I hadn't really thought much about the robot voice between then and now. It was just that annoying thing that I did that we can laugh about now because neither of us has to be around it. But then I realized a little bit ago: if someone else came at me with the robot voice, it would drive me mad. If you turned the tables and I was free to express my feelings but then she started using the robot voice on me, I would be furious. I would feel very unheard. I would feel that she wasn't really engaged in the conversation or was listening to me. Imagine my surprise! There I thought I was doing the only thing I could not to escalate things, and suddenly it occurs to me that I was adding fuel to the fire.
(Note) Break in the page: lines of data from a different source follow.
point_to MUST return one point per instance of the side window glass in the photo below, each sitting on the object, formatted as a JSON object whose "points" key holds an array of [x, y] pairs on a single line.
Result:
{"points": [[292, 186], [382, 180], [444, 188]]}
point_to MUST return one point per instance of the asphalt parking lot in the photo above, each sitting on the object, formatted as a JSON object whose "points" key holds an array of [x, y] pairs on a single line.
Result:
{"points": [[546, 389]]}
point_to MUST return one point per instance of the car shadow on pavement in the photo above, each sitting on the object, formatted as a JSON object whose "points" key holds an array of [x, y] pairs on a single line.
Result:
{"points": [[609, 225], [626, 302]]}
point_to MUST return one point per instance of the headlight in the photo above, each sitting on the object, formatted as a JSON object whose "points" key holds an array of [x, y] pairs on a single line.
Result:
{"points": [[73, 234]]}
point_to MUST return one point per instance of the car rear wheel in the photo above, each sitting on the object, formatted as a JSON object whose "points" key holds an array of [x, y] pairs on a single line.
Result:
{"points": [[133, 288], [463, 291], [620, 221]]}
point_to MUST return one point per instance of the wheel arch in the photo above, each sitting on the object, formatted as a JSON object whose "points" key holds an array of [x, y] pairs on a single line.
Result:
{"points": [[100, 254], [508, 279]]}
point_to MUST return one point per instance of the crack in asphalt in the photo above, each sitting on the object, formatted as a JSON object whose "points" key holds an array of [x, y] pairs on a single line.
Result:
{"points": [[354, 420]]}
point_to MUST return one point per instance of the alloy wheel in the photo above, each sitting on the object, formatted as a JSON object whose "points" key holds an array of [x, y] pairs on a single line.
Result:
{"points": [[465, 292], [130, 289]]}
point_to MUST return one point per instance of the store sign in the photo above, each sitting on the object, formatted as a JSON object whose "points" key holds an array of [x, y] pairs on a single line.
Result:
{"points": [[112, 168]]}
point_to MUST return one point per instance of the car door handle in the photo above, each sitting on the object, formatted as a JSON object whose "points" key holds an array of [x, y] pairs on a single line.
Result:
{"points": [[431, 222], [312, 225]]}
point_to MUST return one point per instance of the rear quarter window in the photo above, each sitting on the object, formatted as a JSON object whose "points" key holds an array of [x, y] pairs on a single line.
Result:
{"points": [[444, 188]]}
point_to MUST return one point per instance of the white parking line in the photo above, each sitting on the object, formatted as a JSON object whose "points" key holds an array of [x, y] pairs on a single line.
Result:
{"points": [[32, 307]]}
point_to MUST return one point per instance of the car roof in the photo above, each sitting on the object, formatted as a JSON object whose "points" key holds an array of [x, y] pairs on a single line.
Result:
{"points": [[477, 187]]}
Where the heck was that flash of insight four years ago?
And if that handy tool is off the table (excepting times when I -want- to infuriate my partner), I am back to wondering how to structure a relationship where you both can share your feelings freely, especially when you fight?
Because I remain a terrible fighter. It's just a skill I never learned.
For a long time, I blamed my parents (pop psychology's wonderful out. Is there anything you can't blame your parents for?). I grew up never really seeing them fight, just hearing the occasional snide comment here and there about religion or money. For years I told gf's that my parents had a no-fighting-in-front-of-the-kids rule, and as a result I had no good models for what good committed in-love people do when they're fighting.
Then I finally got around to having this conversation with my Dad, and it turns out they had no such rule. They just don't fight, or so claimeth my father. It was a huge letdown for me. I wasn't deprived of anything - there was just never anything there for me to learn in the first place. What am I supposed to take away from that? That successful couples don't fight? Boy, that seems unlikely. At least, unlikely for me to be able to implement.
My parents are such unlikely folks in so many ways. Married at 18. Diametrically opposed life-views in so many ways. Never fight. Yeah, okay. I'll get right on that.
The current philosophy of fighting is that everyone gets to yell. At some hypothetical future relationship fight, I figure we'll both just yell our heads off and make our feelings known and go storming off furious to our separate corners. What happens after that, I have no idea. At least it'll be something different. But I'll sure miss the robot voice.